印材「本柘(ほんつげ)」

植物、木でできた印鑑は昔から、使われているものです。
象牙、水牛などの高価な印材なども人気の今でも、その人気は、根強いものがあります。
木の印鑑の良いところは、植物、木独特に優しい印象、あたたかみだと思います。


植物、木を印材とした印鑑の中でも、変わらず人気なのが、「 本柘(ほんつげ)」です。
特長としては、植物系の印材としては最も繊維が緻密で、硬度・粘りもある点です。
篆刻にも適しており、印鑑、特に実印向けの材質です。
また、捺印性も優れており、きれいに印影がでます。
普段の取り扱いさえきちんとすれば、末永くお使いいただける優れた材質と言えるのです。
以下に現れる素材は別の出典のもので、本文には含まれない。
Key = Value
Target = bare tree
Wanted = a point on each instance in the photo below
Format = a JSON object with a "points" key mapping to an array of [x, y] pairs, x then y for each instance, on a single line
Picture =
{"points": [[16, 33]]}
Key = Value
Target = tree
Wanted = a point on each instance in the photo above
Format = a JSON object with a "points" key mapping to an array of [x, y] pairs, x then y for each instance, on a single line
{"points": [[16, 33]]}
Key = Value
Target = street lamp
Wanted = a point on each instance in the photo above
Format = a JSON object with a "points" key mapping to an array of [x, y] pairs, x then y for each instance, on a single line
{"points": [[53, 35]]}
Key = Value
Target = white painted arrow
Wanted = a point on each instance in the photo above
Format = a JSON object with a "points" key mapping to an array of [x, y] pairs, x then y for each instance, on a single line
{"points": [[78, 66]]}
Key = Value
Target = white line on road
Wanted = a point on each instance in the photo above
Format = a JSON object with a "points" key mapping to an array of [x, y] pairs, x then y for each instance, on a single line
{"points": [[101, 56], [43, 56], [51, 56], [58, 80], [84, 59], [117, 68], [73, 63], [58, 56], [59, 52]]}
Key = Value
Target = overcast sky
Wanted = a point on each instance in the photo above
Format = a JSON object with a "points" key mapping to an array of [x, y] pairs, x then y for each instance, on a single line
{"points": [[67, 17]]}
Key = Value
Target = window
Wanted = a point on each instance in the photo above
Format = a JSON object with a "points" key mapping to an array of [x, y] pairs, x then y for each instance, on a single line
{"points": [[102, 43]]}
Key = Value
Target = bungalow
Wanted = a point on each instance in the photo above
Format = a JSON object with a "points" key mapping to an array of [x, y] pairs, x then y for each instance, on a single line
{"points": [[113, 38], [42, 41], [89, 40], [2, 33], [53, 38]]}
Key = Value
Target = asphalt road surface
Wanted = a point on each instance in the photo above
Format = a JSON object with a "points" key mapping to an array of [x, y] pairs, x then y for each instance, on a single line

多くの印章店では、コストダウンの為、東南アジアから輸入品の柘(通称:アカネ)が使用されているところも多いようです。
しかし、中には、100%国内産とこだわりを持った印鑑専門店もあります。
その中でも特に最高級とされるのが、鹿児島産の「薩摩本柘」です。
同じ素材の中でも、値段に違いがあるのは、このような点なのです。


国産であるか、輸入物であるか、国産の中でも原産地はどこかによって、お値段にも素材にも違いがでてくるのです。
作りたい印鑑によって素材の程度をチョイスしましょう。
役所などに出す登録印である実印では、やはり立派な見栄えのあるものがいいですね。


実印は、そう何度も作りかえるものではないですから、いいもので作り一生大事に使っていくものと考えるといいと思います。